Dans sa longue et belle introduction aux Veilles de Bonaventura parue en 1804, Pierre Péju a parfaitement raison d'écrire que ce texte complexe affirme que «nous sommes condamnés à vivre en tissant notre existence de paroles autour d'un noyau de nuit et de néant» (1), même si la leçon de notre préfacier fait la part un peu trop belle aux marottes contemporaines (2) de la déconstruction cynique et de la mort de l'auteur voire celle de Dieu (3) lorsqu'il déclare : «Les Veilles sont ainsi un message moderne, sans auteur, météorite de mots et d'anecdotes d'une extrême densité, conçu pour fissurer le mur du sérieux, mais annonçant aussi, entre les lignes, que contre ce mur, on risque encore de s'écraser pendant longtemps» (p. 25).

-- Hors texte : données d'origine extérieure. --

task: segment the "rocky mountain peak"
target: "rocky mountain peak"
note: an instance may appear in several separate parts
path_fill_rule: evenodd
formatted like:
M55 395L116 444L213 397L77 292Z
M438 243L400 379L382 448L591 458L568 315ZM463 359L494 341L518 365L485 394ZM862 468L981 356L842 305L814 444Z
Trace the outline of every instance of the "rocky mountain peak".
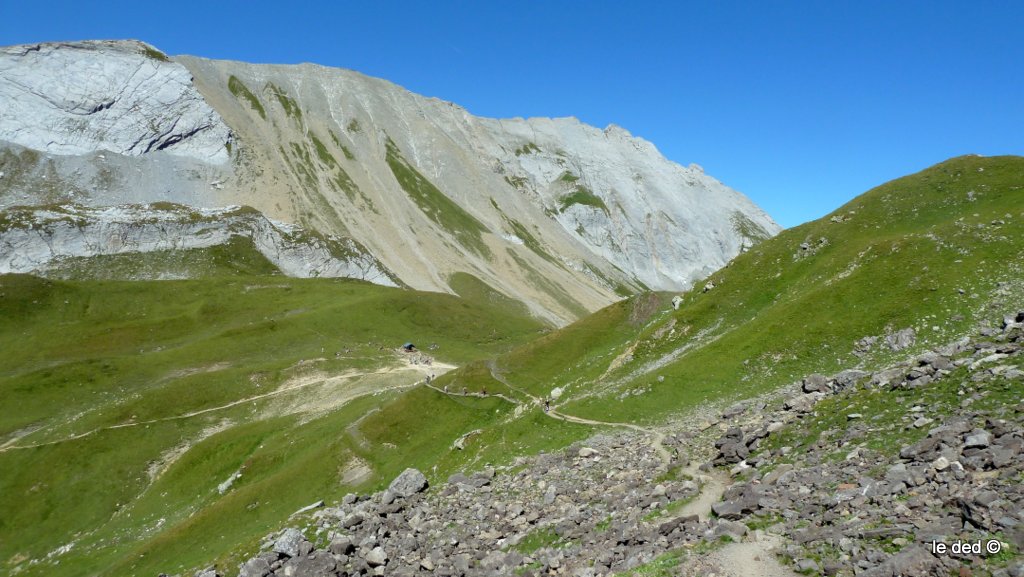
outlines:
M614 124L482 118L350 70L133 41L0 50L0 171L0 208L252 206L352 239L400 284L469 274L556 325L684 289L780 230Z

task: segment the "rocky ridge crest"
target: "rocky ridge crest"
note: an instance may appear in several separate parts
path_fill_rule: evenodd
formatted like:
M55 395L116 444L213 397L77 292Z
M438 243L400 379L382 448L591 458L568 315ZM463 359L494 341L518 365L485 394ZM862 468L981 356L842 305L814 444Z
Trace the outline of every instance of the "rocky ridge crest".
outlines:
M616 126L481 118L348 70L139 42L0 51L0 209L165 201L351 238L415 289L468 273L556 325L686 288L779 231Z

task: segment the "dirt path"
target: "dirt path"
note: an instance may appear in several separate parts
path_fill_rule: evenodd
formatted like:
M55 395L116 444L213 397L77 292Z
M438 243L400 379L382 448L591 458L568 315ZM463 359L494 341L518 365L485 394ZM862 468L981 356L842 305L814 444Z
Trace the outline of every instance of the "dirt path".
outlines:
M168 421L178 421L178 420L183 420L183 419L191 419L193 417L198 417L200 415L205 415L205 414L208 414L208 413L214 413L214 412L217 412L217 411L223 411L225 409L230 409L232 407L237 407L239 405L244 405L246 403L253 403L253 402L256 402L256 401L259 401L259 400L262 400L262 399L268 399L268 398L271 398L271 397L276 397L276 396L279 396L279 395L284 395L284 394L291 393L291 392L294 392L294 391L297 391L297 390L300 390L300 389L304 389L306 387L314 386L314 385L331 384L333 382L347 381L347 380L351 380L351 379L358 378L358 377L365 377L365 376L368 376L368 375L393 374L393 373L398 373L398 372L402 372L402 371L407 371L409 369L419 370L420 372L423 372L423 373L426 373L426 374L444 374L444 373L448 372L449 370L451 370L453 368L456 368L456 367L454 365L449 365L449 364L446 364L446 363L437 363L437 362L432 363L430 365L413 365L413 364L405 363L403 365L394 366L394 367L388 367L386 369L382 369L382 370L379 370L379 371L366 371L366 372L349 371L349 372L346 372L346 373L341 373L341 374L334 375L334 376L331 376L331 377L326 377L326 378L323 375L303 376L303 377L291 379L291 380L287 381L284 386L282 386L282 387L280 387L278 389L275 389L273 391L270 391L268 393L263 393L263 394L259 394L259 395L253 395L251 397L246 397L244 399L239 399L237 401L232 401L230 403L225 403L223 405L219 405L219 406L216 406L216 407L209 407L209 408L206 408L206 409L200 409L200 410L196 410L196 411L191 411L191 412L184 413L184 414L181 414L181 415L174 415L172 417L161 417L159 419L149 419L149 420L146 420L146 421L130 421L130 422L127 422L127 423L119 423L117 425L109 425L109 426L106 426L106 427L97 427L95 429L91 429L91 430L86 431L84 433L79 433L77 435L71 435L71 436L65 437L63 439L58 439L56 441L47 441L45 443L31 443L31 444L28 444L28 445L16 445L13 442L8 441L2 447L0 447L0 453L4 453L4 452L7 452L7 451L18 450L18 449L35 449L35 448L38 448L38 447L48 447L48 446L51 446L51 445L58 445L60 443L67 443L67 442L70 442L70 441L76 441L78 439L83 439L85 437L89 437L89 436L95 435L95 434L103 432L103 431L113 431L113 430L116 430L116 429L127 429L127 428L130 428L130 427L139 427L139 426L145 426L145 425L152 425L152 424L164 423L164 422L168 422ZM421 382L423 382L423 381L416 381L416 382L413 382L413 383L402 384L402 385L393 385L393 386L390 386L390 387L383 387L383 388L376 388L376 389L367 389L367 390L363 390L363 391L353 391L352 394L345 395L344 397L340 398L338 400L338 402L335 404L335 406L344 405L344 404L346 404L348 402L351 402L351 401L353 401L355 399L358 399L360 397L364 397L366 395L377 394L377 393L381 393L381 392L384 392L384 391L392 391L392 390L411 388L411 387L414 387L414 386L418 385ZM17 439L14 439L14 441L16 441L16 440Z
M538 406L543 406L544 401L527 391L514 387L508 383L492 364L490 366L491 376L494 380L502 383L509 390L523 395ZM444 392L444 391L440 391ZM451 394L451 393L448 393ZM636 425L633 423L618 423L609 421L598 421L585 419L575 415L569 415L551 407L545 411L552 419L559 419L570 423L591 425L595 427L618 427L629 429L650 436L650 445L658 454L665 466L672 462L672 454L665 448L665 433ZM722 498L726 487L729 486L729 478L719 471L700 471L696 463L692 463L683 469L683 473L693 477L694 481L700 484L700 493L697 497L687 503L674 516L682 517L697 515L701 521L707 521L711 517L711 506ZM757 531L739 543L730 543L725 547L708 555L689 560L684 563L684 575L696 571L697 575L717 574L721 577L799 577L791 569L783 565L775 557L774 550L784 543L778 535Z
M453 391L445 391L443 389L439 389L437 387L437 385L433 385L433 384L427 384L427 388L434 389L435 391L441 393L442 395L448 395L449 397L463 397L463 398L475 397L475 398L479 398L479 399L484 399L484 398L487 398L487 397L497 397L497 398L499 398L499 399L501 399L503 401L508 401L508 402L512 403L513 405L521 405L522 404L521 402L519 402L518 399L513 399L512 397L509 397L507 395L503 395L501 393L487 393L487 394L481 394L481 393L456 393L456 392L453 392Z
M676 517L697 515L701 521L711 517L711 506L717 503L729 486L729 478L720 471L701 471L696 463L683 469L700 483L700 494L678 511ZM775 556L774 551L785 540L773 533L754 531L739 543L712 551L684 562L683 575L718 575L719 577L799 577Z
M524 391L523 389L514 387L507 380L505 380L505 377L503 377L501 373L498 372L497 366L495 366L493 362L489 363L488 369L490 369L491 378L493 378L494 380L505 385L510 390L519 393L520 395L529 397L533 404L537 406L544 406L544 401L540 397L537 397L536 395ZM665 434L662 433L661 431L650 429L647 427L642 427L640 425L634 425L633 423L614 423L608 421L595 421L593 419L584 419L583 417L577 417L574 415L559 412L558 410L556 410L556 407L549 408L548 410L544 411L544 414L551 417L552 419L558 419L561 421L576 423L579 425L591 425L594 427L619 427L624 429L630 429L632 431L637 431L645 435L650 435L651 448L653 448L654 452L657 453L658 459L662 462L662 464L667 467L672 462L672 454L669 453L668 449L666 449L664 445Z
M672 462L672 453L670 453L669 450L665 448L665 434L660 430L640 426L638 424L633 424L629 422L609 422L585 419L583 417L567 415L565 413L556 411L555 409L550 409L549 411L547 411L547 415L551 418L561 419L563 421L574 422L578 424L590 424L594 426L617 426L642 432L642 434L650 437L650 447L651 449L654 450L654 453L657 454L658 460L662 461L662 463L665 465L668 465Z
M799 577L776 558L774 550L785 541L778 535L757 532L754 539L729 543L700 560L699 575L720 577Z
M693 501L676 511L676 516L697 515L701 521L707 521L711 518L711 506L722 498L722 493L725 493L725 488L729 486L729 479L717 471L704 473L698 469L696 463L691 463L683 469L683 473L693 477L693 480L700 484L700 493Z

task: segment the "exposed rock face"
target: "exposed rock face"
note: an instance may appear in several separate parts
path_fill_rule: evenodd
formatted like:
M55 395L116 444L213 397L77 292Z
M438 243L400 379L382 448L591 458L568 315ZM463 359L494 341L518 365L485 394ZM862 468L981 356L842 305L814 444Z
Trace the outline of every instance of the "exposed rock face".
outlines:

Je me demande si la modernité de ce texte ne réside pas bien davantage dans une nostalgie secrète du divin, quitte à ce que celle-ci se grime sous les traits, en effet, de la bouffonnerie ou de la démence propres à une époque qui a perdu toute vitalité : «Dans les temps vacillants, on répugne à l'idée d'absolu et d'immanence; c'est pourquoi nous n'aimons plus ni la vraie plaisanterie, ni le vrai sérieux, ni la vraie vertu, ni la vraie méchanceté. L'esprit du temps est fait de pièces et de morceaux comme un manteau de bouffon, et le pire, c'est que le bouffon qui l'endosse voudrait être pris au sérieux» (Troisième veille, p. 104).
Puisque nous vivons dans un temps vacillant, nous voici désormais bien incapables de pouvoir distinguer le rêve de la veille, ce mélange des deux états constituant une des thématiques du livre de Bonaventura, le veilleur de nuit n'hésitant jamais à rappeler que son plus vif mépris est tout entier dirigé contre les actions commises en plein jour, les hommes ne présentant à ses yeux «quelque intérêt» que lorsqu'ils rêvent (Troisième veille, p. 101).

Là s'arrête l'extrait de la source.